Siempre he considerado que la principal tarea de un profesor que enseña Historia es precisamente esa: despertar la curiosidad de los chicos y chicas con los que trabaja para que, por ellos mismos, sientan la necesidad de formarse. Es la fascinación que sienten los niños cuando descubren algo por primera vez, lo que les lleva a querer explorar el mundo que les rodea. La pérdida de esa capacidad de asombro se convierte en algo irreparable, algo que deberíamos tratar de evitar por encima de todo. El interés por comprender lo que nos es desconocido es, de este modo, mucho más importante que toda la constancia y el esfuerzo que podamos aplicar a aquello que, por otra parte, no nos importa.
Fue así como empecé a sentirme atraído por la historia: los misterios que rodeaban a nuestro pasado, los enigmas que se escondían tras episodios tan enigmáticos como la aparición y evolución de la especie humana, la naturaleza de la religión egipcia, con sus mitos y creencias, o el exotismo de las culturas precolombinas americanas; todos ellos despertaron en mí un interés cada vez mayor por conocer la realidad de los pueblos que lo hicieron posible.

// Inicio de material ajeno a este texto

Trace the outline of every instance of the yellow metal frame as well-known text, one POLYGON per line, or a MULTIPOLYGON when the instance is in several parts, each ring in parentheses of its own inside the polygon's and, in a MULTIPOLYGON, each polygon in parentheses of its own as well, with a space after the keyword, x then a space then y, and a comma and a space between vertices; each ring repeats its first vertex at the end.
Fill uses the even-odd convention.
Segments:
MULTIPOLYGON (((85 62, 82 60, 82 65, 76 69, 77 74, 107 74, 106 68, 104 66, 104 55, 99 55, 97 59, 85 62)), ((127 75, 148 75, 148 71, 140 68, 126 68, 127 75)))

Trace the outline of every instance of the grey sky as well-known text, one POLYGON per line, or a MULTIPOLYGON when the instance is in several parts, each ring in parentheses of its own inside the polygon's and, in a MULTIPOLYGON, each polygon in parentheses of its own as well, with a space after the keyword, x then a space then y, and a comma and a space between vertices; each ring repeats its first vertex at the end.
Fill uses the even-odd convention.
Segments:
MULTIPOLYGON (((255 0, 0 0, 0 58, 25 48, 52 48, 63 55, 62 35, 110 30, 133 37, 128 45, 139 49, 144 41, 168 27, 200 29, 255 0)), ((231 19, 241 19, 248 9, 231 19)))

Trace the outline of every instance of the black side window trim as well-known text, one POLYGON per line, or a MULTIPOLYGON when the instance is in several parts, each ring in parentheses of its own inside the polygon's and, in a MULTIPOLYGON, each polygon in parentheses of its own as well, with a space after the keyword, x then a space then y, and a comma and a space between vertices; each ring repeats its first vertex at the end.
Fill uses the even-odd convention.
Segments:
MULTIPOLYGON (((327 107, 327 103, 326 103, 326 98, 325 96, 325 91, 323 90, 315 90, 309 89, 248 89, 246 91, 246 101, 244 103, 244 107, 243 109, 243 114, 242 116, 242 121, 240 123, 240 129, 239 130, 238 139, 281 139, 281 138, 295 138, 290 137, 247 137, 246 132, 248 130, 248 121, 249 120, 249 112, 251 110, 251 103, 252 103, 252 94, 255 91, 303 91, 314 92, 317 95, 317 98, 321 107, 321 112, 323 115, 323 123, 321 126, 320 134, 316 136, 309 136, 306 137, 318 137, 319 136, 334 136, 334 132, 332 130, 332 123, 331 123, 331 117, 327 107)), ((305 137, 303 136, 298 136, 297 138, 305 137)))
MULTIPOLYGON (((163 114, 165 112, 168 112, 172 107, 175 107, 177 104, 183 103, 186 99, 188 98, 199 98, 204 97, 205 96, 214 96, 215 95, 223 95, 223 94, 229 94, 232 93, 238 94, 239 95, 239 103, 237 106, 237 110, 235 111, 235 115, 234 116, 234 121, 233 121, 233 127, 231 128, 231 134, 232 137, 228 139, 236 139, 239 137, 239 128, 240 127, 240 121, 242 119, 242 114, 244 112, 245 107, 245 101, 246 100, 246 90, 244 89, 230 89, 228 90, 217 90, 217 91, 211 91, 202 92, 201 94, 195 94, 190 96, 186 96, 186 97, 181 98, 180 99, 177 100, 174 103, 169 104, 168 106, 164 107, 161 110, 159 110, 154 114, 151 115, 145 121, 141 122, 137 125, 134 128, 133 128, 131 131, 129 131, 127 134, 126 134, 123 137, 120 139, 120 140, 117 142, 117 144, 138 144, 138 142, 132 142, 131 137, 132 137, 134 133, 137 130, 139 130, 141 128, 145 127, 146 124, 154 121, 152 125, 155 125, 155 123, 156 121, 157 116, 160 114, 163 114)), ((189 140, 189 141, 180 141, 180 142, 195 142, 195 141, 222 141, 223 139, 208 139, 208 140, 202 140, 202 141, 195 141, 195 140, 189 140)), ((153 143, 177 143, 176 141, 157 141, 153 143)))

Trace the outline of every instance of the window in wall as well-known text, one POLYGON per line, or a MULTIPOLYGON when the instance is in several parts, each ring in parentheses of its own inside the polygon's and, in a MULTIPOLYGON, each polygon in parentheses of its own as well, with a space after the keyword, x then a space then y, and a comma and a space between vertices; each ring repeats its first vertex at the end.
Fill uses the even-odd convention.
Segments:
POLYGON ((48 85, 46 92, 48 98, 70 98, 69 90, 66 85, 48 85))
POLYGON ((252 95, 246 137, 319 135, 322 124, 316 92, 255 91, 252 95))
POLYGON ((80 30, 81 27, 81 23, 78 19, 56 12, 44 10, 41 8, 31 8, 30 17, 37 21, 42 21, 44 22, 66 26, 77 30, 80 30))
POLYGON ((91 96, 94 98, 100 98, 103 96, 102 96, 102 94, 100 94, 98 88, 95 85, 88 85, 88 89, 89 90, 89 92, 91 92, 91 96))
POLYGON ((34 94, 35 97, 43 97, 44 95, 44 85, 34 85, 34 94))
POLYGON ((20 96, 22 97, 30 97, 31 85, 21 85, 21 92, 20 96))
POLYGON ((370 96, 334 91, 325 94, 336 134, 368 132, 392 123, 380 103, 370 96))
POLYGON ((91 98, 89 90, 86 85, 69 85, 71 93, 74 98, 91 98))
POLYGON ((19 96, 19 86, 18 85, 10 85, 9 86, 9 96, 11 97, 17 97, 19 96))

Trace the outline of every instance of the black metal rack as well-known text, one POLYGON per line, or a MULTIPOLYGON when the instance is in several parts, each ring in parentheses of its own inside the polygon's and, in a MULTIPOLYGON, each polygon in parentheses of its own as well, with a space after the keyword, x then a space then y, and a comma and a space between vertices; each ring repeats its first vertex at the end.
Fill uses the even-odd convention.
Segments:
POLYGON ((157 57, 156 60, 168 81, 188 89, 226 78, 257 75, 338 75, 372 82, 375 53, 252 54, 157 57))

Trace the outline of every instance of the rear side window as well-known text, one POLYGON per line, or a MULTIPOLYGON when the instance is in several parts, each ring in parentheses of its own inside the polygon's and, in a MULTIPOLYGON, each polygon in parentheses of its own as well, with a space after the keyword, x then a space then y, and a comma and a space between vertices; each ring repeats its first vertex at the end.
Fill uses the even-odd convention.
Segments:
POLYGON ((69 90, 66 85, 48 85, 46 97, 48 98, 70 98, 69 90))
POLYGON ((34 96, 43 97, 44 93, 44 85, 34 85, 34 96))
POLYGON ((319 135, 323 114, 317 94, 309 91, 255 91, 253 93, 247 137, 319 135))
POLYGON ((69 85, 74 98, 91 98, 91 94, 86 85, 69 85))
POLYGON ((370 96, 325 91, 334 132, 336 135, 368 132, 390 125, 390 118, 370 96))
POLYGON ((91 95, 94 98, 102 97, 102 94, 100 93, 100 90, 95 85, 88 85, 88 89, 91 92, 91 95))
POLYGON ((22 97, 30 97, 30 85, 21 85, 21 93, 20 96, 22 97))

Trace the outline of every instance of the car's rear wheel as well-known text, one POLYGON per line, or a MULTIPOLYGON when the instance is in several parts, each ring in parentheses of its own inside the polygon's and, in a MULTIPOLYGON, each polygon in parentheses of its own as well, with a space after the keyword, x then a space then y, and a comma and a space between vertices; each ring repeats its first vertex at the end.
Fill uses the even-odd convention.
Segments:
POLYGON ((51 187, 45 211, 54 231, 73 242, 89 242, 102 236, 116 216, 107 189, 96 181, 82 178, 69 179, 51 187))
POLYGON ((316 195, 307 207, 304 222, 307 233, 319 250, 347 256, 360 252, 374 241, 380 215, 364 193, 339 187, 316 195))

Aún recuerdo un día durante mi infancia en el que una de mis profesoras de enseñanza primaria nos mandó elaborar un trabajo de investigación histórica. El tema era libre, lo único que le importaba era que nos llamase la atención. Se abrían ante mí muchas posibilidades, ¿sobre qué podía escribir? Unos días antes había terminado de leer un libro relacionado con la leyenda del Dorado, que me pareció, desde el principio, apasionante. No lo dudé ni un solo instante; quería conocer cómo eran aquellas civilizaciones cuya sola mención empujó a miles de europeos a adentrarse por unas extrañas e inexploradas selvas en busca de su sueño.
Las fuentes de información de las que disponía eran muy escasas. Por aquella época no se había generalizado el uso de internet y por lo tanto el acceso a una bibliografía más o menos rigurosa sobre el mundo precolombino, desde mi casa de Alicante, era bastante complicado. Me dirigí inmediatamente a lo que tenía más a mano: la enciclopedia familiar que teníamos en el salón y que, en más de una ocasión, me había ayudado a salir del paso.
Lo que descubrí en un primer momento no fue del todo lo que esperaba. ¿Dónde estaban aquellos intrépidos españoles recorriendo las selvas sudamericanas en busca de tan mágico lugar? ¿Dónde los reyes incas y de otros pueblos vecinos, con el cuerpo cubierto de oro, sumergiéndose en misteriosos lagos? Para mi desesperación, la enciclopedia no me daba más de lo que yo consideré, en un primer momento, una árida descripción sobre la organización social y política del Imperio inca, sobre los distintos reyes que gobernaron hasta la conquista de Pizarro y sobre las bases económicas de tan vasto imperio. A pesar de todo, cogí la vieja máquina de escribir de mi padre y empecé a redactar mi trabajo. Lo que entonces me pareció aburrido se fue haciendo cada vez más interesante; cuanto más escribía, más quería saber sobre ellos; después de todo, el interés por lo que era desconocido y tan atractivo para mí, ya había surgido.